HANOVER, Germany (Bloomberg) -- Volkswagen AG plans to redouble efforts to boost flagging sales in the United States as well as grow in Brazil as Europe’s largest automaker chases Toyota Motor Corp.’s global lead.
VW laid the foundation for growth in North and South America with the decision to make a mid-sized SUV for the U.S. market, build a new Audi factory in Mexico and revamp its model lineup in Brazil, the company said in a statement in advance of the annual shareholders meeting today.
“The Americas are a significant cornerstone of the 2018 strategy,” CEO Martin Winterkorn said in the statement from the meeting in Hanover. “We want to and we must grow there substantially and profitably.”
Top VW managers in the United States have been pushing to expand the Chattanooga plant to build a three-row SUV due to go on sale in the United States in 2016. A decision on a plant site is expected this year. The SUV could be assembled in Mexico.
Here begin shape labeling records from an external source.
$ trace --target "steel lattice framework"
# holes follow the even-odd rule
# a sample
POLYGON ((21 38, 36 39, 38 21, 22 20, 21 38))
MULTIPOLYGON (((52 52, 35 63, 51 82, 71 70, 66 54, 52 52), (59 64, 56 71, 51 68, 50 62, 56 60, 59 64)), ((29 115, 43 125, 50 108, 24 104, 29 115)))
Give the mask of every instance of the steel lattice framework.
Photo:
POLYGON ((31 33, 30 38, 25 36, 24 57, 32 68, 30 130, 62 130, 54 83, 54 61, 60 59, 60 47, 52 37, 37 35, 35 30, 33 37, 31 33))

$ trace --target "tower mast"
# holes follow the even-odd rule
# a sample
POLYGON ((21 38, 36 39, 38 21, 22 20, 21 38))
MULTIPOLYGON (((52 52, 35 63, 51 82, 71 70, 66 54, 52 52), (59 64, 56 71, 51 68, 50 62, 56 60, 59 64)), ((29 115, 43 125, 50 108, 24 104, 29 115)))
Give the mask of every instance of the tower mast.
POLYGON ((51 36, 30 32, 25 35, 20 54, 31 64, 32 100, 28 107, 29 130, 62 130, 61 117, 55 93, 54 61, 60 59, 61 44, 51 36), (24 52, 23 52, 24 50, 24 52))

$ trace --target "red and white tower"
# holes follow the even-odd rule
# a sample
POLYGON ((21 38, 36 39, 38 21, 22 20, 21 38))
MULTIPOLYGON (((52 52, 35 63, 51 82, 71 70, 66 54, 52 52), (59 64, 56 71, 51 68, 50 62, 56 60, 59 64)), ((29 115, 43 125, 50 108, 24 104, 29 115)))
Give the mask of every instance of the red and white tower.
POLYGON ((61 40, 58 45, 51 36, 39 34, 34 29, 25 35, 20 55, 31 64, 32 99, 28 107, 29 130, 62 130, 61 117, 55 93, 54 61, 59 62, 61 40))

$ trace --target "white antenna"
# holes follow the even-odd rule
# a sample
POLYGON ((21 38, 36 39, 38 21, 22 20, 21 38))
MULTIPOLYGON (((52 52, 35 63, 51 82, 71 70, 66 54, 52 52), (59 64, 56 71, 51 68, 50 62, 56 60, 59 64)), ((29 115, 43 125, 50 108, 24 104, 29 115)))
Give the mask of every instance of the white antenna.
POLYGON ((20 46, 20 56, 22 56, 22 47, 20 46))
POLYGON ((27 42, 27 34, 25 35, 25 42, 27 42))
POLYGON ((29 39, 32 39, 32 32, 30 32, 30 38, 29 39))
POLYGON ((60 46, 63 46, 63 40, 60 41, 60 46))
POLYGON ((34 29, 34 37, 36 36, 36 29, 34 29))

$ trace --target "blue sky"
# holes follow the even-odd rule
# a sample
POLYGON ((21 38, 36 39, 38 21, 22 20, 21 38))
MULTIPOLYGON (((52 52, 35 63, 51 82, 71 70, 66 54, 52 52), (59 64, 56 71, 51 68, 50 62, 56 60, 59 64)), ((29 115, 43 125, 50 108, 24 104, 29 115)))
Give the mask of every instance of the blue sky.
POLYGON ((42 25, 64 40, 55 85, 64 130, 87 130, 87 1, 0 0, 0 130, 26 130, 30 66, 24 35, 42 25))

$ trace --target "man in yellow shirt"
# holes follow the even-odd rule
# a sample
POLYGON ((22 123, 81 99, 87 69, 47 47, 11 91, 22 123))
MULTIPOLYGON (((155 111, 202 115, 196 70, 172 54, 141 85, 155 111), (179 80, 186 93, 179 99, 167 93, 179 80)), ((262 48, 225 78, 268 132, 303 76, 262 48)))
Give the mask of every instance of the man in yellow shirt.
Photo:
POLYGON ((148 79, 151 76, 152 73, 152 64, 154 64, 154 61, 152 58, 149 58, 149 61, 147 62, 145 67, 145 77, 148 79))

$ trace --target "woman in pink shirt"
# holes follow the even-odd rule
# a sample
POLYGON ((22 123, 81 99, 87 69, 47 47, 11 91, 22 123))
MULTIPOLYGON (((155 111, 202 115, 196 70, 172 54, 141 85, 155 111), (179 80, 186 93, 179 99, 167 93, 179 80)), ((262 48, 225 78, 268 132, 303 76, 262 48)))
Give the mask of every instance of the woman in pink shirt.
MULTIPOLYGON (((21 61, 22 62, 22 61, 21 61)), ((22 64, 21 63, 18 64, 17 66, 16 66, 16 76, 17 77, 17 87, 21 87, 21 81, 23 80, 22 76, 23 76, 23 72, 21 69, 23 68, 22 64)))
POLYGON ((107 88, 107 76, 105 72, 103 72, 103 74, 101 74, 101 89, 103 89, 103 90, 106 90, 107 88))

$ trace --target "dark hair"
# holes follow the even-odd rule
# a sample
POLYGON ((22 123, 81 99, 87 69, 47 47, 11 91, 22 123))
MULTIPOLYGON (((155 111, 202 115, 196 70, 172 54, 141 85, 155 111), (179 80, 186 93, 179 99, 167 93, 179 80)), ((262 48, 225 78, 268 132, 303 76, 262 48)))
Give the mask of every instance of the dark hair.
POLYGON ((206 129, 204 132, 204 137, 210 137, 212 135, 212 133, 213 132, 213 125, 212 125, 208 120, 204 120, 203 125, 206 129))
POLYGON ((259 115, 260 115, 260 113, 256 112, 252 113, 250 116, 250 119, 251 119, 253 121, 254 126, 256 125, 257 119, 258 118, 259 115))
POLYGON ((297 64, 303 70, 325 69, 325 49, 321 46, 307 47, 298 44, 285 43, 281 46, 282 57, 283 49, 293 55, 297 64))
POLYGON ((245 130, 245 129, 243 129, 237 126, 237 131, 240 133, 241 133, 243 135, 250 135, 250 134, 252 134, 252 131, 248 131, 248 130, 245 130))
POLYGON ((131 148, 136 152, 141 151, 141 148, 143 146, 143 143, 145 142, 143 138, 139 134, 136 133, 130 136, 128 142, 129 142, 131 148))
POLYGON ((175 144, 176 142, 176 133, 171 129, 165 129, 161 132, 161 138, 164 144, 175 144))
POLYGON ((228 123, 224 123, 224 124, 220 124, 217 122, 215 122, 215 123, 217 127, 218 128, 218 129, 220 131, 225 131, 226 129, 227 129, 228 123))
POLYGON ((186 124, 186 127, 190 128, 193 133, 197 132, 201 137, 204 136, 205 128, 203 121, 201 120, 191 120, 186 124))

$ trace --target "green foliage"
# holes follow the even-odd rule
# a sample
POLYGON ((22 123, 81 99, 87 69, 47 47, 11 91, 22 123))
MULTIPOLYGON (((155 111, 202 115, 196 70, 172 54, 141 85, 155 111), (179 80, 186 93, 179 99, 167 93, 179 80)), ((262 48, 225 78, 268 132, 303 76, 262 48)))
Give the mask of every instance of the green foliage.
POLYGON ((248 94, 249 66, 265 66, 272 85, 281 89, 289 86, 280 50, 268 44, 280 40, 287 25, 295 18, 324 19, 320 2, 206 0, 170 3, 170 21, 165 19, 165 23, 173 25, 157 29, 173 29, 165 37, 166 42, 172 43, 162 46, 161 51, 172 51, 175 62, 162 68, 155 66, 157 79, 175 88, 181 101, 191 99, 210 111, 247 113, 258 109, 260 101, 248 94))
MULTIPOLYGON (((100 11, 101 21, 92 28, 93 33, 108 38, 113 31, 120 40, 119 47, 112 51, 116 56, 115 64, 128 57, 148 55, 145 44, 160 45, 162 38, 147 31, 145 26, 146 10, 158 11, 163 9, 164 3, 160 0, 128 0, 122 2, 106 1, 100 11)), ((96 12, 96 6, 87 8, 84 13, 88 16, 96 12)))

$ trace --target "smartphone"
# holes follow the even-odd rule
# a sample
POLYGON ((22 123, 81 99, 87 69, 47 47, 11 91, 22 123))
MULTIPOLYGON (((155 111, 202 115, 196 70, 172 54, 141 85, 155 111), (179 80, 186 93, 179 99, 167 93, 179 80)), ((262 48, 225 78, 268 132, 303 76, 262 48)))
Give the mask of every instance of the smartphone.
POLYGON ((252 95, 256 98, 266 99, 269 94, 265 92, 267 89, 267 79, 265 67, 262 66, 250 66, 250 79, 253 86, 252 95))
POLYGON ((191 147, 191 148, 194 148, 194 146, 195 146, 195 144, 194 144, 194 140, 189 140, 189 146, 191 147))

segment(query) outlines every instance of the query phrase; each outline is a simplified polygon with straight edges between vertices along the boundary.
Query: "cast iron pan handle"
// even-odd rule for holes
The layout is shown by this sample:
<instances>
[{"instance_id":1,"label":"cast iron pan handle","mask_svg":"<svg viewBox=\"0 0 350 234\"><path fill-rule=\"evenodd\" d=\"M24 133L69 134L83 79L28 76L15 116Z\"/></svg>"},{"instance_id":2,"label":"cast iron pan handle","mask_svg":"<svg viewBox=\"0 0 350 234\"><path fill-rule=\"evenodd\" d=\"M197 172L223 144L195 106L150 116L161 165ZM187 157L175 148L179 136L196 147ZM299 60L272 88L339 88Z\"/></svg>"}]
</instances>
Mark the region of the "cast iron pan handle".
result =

VW, which overtook General Motors Co. to become the world’s second-biggest carmaker last year, reiterated today that annual deliveries may exceed 10 million vehicles for the first time in 2014, four years earlier than forecast. Plans to introduce 100 new or revamped cars through next year are part of a strategy to overtake Toyota as the global auto-sales leader by 2018.
In the first four months of 2014, the German automaker’s sales rose 6 percent to more than 3.2 million vehicles, a record for the period, the company said today. The growth has been backed chiefly by expansion in China, as its efforts to push into the U.S. market have stalled. The namesake brand’s sales fell 10 percent through April.